The Sky presenter reminded Simon Clarke just who Sue Gray's boss is this morning.
Kay Burley interviewing chief secretary to the Treasury Simon Clarke
Kay Burley interviewing chief secretary to the Treasury Simon Clarke
Sky News

Kay Burley repeatedly pointed out just why Sue Gray’s report into partygate should not be described as independent during an uncomfortable interview with a minister.

The internal probe, led by senior civil servant Gray, is set to be published this week now the Metropolitan Police’s investigation concluded after handing out 126 fines.

However, eyebrows have been raised after prime minister Boris Johnson had a “secret” meeting with Gray over the report’s publication.

Sky News presenter Burley subsequently pointed out to Simon Clarke, chief secretary to the Treasury: “The optics are not good, are they, when the prime minister, has a private meeting with the person who is writing the report.”

Clarke replied: ″The civil service is independent, I think it’s important that we reaffirm that this process is totally independent of any political pressure.”

Burley pushed: “Who’s her boss?”

“Her boss is Simon Case, the cabinet secretary.”

She said: “And who’s his boss?”

“Well, ultimately the prime minister is in charge of the government,” but he added: “The civil service stands apart from the political structures of government.”

He continued, claiming Gray is one of the “most respected” figures in the civil service.

Clarke said: “I do not believe in any way that we should conflate the fact that the prime minister obviously sits atop the whole government, from the fact that the civil service is capable from standing apart from the political issues of the day.”

“The optics are somewhat askew,” Burley pointed out once again.

“I really, really don’t think so. There are lots of genuine practical issues, when publishing a report of this nature which has significance not just for the prime minister himself, but for many people who do not have a voice and platform, very junior civil servants, very junior political staffers – the question of whether any of them are named in the report, the questions included within in it.

“The questions are not straightforward here and are genuinely sensitive for people’s lives, careers and public profiles.”
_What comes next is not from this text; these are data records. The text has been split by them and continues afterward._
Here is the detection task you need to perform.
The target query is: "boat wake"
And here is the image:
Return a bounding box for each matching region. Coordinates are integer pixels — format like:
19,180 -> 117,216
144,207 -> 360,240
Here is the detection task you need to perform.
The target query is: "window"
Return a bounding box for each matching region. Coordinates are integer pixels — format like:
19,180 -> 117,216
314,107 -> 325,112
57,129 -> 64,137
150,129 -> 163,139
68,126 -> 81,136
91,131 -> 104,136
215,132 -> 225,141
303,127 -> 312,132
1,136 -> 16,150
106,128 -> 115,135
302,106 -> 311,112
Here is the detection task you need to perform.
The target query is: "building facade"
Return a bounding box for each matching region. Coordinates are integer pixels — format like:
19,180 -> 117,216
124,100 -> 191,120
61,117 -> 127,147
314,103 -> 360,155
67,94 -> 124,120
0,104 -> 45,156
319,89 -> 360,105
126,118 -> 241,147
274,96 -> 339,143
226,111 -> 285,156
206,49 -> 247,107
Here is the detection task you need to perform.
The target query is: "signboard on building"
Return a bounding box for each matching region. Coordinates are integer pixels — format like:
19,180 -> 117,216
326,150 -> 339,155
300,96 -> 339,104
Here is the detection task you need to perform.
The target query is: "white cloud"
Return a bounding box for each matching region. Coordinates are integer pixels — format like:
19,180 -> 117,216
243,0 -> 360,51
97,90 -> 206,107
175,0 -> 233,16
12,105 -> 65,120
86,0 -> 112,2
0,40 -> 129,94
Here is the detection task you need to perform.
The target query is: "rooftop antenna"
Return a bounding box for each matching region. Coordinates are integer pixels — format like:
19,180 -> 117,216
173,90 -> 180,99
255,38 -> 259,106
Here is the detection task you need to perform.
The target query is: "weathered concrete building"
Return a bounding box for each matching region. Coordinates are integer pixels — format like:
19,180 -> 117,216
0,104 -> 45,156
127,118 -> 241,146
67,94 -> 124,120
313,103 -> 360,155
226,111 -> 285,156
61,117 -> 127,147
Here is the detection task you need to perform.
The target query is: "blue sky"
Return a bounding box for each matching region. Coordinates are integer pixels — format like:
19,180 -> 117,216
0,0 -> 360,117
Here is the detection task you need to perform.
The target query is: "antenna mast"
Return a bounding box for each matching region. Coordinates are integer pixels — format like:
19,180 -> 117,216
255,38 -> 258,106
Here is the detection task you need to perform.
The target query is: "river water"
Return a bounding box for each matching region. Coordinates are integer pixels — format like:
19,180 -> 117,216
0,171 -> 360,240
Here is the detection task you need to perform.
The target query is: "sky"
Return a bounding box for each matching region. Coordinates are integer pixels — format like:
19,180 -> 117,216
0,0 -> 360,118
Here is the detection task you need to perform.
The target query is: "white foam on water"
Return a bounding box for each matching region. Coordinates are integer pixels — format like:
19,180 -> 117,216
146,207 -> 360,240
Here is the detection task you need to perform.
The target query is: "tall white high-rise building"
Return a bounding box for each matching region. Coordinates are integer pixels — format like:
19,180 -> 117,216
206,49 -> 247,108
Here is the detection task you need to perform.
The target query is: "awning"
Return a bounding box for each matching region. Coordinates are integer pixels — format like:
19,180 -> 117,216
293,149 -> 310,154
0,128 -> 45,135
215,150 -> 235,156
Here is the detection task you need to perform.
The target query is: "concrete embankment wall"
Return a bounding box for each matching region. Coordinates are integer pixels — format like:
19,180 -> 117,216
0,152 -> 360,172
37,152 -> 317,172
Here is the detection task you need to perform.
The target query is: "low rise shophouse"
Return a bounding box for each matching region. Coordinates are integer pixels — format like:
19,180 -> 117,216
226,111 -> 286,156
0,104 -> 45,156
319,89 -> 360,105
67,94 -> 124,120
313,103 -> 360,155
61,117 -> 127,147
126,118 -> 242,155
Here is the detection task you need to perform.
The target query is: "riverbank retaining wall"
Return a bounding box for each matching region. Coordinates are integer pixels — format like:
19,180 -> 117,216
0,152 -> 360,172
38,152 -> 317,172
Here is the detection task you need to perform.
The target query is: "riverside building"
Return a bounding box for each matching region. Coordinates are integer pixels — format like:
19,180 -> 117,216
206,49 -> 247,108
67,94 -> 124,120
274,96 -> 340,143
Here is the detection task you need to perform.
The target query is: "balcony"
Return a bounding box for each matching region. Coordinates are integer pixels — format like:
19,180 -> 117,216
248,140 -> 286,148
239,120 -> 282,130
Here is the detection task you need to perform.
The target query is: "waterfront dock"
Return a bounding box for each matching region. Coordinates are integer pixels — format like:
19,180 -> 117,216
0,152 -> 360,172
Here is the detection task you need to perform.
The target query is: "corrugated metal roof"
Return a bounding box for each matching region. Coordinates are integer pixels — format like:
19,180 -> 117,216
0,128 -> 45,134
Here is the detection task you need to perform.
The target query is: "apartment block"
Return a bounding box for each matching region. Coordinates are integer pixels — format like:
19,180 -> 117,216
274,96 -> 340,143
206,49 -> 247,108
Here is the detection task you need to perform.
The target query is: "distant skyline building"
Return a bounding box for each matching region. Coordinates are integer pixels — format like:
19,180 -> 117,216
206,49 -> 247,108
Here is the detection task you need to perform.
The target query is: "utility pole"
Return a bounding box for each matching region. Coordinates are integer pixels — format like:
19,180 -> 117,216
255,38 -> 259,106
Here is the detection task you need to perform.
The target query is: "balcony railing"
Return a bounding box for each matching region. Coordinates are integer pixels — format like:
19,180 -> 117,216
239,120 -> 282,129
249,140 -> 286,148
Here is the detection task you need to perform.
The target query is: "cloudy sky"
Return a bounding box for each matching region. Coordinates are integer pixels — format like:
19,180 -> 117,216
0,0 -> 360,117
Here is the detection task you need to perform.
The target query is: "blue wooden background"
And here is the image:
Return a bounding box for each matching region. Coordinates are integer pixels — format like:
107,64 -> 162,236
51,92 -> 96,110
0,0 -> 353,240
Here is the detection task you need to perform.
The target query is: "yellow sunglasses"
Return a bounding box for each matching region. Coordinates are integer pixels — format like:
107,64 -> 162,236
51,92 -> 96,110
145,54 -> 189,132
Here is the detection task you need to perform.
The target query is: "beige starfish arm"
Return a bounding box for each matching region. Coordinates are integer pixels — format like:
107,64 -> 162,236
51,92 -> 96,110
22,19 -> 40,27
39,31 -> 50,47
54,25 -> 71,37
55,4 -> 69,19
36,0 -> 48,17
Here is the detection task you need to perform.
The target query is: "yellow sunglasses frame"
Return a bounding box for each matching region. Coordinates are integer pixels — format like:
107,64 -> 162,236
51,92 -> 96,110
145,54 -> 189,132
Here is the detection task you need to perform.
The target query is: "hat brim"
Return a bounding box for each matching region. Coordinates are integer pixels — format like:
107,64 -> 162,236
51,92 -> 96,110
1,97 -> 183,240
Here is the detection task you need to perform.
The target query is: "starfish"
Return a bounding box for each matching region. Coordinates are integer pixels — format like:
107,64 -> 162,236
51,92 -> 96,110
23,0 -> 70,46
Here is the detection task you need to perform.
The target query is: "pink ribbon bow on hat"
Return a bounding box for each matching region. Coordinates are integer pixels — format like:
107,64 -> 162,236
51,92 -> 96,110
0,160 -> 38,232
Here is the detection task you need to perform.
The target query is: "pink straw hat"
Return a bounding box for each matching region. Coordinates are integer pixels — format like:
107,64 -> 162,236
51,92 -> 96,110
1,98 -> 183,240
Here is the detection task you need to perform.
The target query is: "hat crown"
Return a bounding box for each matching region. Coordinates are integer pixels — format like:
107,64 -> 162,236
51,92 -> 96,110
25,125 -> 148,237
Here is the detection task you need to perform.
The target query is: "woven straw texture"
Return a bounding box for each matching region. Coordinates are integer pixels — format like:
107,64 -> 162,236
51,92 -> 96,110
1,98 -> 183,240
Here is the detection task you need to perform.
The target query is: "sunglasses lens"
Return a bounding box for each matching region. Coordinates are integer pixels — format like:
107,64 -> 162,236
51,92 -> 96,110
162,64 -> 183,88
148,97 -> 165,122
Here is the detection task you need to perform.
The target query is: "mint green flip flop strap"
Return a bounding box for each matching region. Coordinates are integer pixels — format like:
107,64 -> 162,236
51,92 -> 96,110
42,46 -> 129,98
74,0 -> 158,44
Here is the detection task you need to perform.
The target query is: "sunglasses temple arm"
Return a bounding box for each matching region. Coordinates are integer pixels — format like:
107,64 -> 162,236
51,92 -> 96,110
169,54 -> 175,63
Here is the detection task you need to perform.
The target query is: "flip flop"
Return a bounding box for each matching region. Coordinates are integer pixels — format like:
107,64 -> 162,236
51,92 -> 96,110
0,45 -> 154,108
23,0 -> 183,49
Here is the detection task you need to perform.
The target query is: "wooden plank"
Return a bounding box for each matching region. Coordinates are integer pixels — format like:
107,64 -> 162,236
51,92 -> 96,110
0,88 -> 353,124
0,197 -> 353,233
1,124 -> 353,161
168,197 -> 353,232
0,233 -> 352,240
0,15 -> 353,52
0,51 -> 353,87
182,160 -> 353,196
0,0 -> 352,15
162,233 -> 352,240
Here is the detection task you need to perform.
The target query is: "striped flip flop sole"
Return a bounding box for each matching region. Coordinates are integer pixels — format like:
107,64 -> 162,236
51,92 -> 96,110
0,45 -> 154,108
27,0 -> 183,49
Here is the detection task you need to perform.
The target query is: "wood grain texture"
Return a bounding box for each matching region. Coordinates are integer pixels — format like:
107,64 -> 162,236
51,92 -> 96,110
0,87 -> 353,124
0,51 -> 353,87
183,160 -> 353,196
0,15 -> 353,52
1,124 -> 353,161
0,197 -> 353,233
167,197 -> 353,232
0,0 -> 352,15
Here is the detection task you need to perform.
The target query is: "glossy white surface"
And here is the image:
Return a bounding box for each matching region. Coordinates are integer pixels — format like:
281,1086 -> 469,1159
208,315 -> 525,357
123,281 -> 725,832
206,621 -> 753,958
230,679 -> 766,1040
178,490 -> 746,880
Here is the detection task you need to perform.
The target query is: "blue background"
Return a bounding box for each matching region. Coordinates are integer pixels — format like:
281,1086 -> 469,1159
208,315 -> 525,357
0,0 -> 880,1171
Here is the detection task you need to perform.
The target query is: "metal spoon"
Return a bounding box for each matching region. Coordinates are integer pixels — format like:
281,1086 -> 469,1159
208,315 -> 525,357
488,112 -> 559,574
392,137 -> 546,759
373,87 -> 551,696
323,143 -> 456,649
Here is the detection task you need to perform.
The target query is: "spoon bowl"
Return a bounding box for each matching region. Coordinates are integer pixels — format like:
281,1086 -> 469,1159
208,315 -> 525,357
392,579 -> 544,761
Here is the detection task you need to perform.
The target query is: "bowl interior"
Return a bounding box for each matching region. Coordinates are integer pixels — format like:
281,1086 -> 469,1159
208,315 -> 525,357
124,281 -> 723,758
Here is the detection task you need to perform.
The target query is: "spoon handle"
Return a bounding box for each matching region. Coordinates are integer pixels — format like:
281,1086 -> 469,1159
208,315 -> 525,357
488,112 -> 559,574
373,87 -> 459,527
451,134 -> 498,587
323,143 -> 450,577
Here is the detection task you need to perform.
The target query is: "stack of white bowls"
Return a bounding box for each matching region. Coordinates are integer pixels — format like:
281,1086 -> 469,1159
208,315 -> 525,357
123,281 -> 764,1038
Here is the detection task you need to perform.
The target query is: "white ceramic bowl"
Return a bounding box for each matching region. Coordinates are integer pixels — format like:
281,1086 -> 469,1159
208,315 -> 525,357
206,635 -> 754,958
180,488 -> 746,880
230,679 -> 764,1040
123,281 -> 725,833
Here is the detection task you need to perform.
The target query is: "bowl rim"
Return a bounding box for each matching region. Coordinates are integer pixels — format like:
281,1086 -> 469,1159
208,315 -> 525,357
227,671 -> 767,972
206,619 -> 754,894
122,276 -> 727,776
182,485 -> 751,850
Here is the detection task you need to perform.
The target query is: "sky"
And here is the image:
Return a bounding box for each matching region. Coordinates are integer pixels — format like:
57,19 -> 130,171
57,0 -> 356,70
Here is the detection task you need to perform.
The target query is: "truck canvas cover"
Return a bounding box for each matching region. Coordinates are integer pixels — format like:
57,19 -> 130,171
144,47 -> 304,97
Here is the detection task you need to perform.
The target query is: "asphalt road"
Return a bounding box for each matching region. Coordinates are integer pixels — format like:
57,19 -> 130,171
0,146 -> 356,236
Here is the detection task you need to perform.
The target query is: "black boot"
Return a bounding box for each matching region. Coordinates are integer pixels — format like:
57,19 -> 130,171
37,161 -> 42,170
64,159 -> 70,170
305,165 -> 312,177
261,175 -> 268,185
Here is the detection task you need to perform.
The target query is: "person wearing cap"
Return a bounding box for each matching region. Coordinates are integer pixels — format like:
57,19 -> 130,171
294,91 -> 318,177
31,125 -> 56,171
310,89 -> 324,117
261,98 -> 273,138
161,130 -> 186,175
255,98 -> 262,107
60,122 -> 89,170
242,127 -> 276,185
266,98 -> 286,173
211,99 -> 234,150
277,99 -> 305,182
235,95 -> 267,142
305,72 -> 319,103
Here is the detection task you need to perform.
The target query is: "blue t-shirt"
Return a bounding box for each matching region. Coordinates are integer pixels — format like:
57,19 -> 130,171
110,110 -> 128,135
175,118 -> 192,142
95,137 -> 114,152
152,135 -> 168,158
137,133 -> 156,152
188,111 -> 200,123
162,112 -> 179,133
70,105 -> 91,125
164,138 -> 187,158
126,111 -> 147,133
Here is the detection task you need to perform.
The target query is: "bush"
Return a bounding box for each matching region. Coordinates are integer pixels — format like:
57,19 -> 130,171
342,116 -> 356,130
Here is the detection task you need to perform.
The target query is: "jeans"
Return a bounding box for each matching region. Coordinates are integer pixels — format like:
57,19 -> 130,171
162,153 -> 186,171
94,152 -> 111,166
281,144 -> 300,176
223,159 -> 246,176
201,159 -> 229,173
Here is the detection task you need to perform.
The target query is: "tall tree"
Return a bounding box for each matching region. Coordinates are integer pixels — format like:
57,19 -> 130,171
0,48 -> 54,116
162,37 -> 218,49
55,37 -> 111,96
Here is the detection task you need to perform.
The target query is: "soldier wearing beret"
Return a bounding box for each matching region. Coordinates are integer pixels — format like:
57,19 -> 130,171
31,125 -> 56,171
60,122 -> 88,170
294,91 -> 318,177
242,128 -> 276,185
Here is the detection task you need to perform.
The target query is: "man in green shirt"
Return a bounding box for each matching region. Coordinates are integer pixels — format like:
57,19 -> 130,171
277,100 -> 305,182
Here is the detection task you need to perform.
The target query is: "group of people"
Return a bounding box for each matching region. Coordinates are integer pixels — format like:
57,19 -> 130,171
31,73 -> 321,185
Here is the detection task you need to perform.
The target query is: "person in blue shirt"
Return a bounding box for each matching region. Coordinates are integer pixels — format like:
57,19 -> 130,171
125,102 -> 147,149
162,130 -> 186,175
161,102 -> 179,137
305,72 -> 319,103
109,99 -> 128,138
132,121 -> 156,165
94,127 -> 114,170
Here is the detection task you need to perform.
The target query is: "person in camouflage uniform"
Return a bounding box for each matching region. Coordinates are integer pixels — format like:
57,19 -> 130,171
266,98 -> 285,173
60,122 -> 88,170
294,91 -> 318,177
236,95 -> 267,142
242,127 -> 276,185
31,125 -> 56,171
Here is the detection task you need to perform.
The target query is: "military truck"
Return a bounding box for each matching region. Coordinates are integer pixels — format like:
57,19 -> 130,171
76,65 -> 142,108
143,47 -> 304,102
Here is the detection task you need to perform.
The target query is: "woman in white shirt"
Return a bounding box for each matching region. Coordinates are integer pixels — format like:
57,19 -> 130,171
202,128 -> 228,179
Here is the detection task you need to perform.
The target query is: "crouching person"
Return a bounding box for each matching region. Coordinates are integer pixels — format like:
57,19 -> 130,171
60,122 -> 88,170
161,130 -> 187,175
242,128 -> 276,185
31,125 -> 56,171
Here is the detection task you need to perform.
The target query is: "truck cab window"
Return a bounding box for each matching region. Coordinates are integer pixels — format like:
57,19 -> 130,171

Burley said: ″But he shouldn’t be getting involved in that, should he, if it’s an independent report?”

“I do not believe this meeting was anything other than a discussion of the technicalities of the process. It would be genuinely wrong to impugn there has been any pressure put on the nature of this report, in any way.”

It’s also worth noting that Johnson did actually order the inquiry himself when the partygate revelations started to come to light.

He also set the terms of reference for her report, and Gray handed the review to the prime minister first before it was sent to the police to help them conduct their own criminal investigation into the Downing Street lockdown parties.